After everything came out, instead of only feeling angry or betrayed, I noticed I began developing fantasies connected to jealousy, role reversal, and submission. Granted I kinda convinced her to post images online for us to make money, but it was more for me on the sense for other men to see her and for me to take a back seat and see how desirable she was, secretly I believe she knows this too.
Over time, our sex life became more experimental. As we experimented more privately, we also started using larger toys (BBC) as part of changing the dynamic between us. A lot of the focus became less about traditional dominant sex and more about role reversal, teasing, and me reacting to her pleasure instead. She became more confident and playful during those moments, me putting a Chasity cage on, her riding bbc didlo or sucking it and kissing me then sucking it and kissing me again. She likes it cause she cums at least 3 times every time.
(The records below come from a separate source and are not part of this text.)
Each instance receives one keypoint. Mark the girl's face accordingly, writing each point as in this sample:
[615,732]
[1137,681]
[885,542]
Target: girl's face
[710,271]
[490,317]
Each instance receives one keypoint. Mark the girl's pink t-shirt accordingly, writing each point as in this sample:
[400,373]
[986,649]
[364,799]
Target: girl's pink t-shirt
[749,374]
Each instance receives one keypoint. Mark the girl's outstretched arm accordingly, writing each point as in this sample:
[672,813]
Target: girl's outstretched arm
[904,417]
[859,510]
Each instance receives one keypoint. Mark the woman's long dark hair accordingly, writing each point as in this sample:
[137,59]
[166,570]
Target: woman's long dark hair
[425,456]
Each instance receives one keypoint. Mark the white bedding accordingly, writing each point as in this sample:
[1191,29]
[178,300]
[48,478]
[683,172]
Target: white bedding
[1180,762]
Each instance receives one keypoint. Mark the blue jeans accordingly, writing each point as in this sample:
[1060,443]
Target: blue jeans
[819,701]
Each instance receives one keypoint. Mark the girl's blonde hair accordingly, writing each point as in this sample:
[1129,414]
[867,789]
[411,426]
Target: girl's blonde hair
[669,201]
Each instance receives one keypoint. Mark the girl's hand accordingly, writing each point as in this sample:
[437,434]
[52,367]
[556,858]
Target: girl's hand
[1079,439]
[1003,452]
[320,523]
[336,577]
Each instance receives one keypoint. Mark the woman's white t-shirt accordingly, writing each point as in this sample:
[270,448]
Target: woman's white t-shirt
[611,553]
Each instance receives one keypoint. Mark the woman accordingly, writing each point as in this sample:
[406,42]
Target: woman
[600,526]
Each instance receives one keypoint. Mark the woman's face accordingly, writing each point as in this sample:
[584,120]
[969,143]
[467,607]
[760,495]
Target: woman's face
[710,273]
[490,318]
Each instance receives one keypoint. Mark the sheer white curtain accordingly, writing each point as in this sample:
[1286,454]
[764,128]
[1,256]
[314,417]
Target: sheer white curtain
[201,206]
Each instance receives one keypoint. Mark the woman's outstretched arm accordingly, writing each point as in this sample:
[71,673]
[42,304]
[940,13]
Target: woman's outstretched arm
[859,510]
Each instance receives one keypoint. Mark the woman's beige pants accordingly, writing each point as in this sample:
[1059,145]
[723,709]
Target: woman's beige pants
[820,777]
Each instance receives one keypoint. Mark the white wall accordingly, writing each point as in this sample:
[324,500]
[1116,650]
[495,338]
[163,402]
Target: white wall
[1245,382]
At the same time, she has repeatedly made it clear that while she enjoys many aspects of what we do together, the idea of involving real other people in our sex life makes her uncomfortable. She specifically told me that “that part throws her off” and admitted that sometimes she says yes to fantasies or plays along because she knows it excites me, not necessarily because she wants it herself. But I think she thinks I’m testing her.
This has created confusion for me because there have also been moments where she herself brought up hypothetical scenarios or joked about them first. For example, she has occasionally made playful comments about “what if” situations involving another person showing up somewhere, These moments made me wonder whether she was curious herself or simply engaging in fantasy-level teasing because she knew it turned me on.
More recently, we’ve had honest conversations after experimenting with different dynamics. She admitted that some of the changes in our sexual behavior feel “weird” to her, even though she enjoys parts of it physically and emotionally in the moment. She also asked me directly if I was getting bored of normal sex with her because of these changes. I reassured her that I’m not bored of her at all, and explained that part of this came from wanting to change dynamics and explore a different role after years of always being dominant.
But I’m at a stand still, I think she’s afraid of doing something real cause of the cheating past, and thinks maybe this is all a test, but not sure how to play this or where it can go.